耳に心地よく響くソプラノ。視界に入る肩までの黒髪が、サラサラと揺れている。
「あー…九重さん?何でもないんだ」
「そうなんですか?あ、この資料一つ教えて頂きたい箇所があるんですけどーー」
私だって、貰える物なら愛しい人からのチョコが欲しい。でも彼女は、私の事をその対象としては見ていないのだろう。
「そうだ、橋川さん甘い物ってお好きでしたっけ?」
「好きだけど。もしかして、バレンタイン?」
「当たりです!ふっふっふっ…当日楽しみにしてて下さいね!吃驚させちゃいますから!」
そんな宣言本人にして良いのだろうか。くれると言うからには期待したい所だが、きっと私が求めている物とは違う物をくれるのだろう。

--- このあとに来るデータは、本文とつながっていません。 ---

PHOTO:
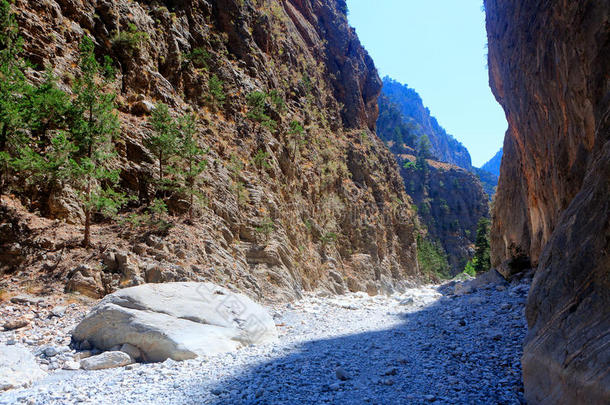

バレンタイン当日は、会社だけでなく街中至るところで大騒ぎになっていた。
当日だろうと構うことなくチョコを売る商店。チョコの用意が間にあわず買い求めにやってくる客。自分用に買っていく者もいるようだ。
「…阿呆らしい」
皆何故そんなに阿呆みたいに盛り上がれるのかが理解できない。意中の相手が自分以外の人間にチョコを渡している姿を見たことがないのだろうか。
一度でも見てしまったら、きっとこう言いたくなるだろう。『バレンタインなんて大嫌いだ』と。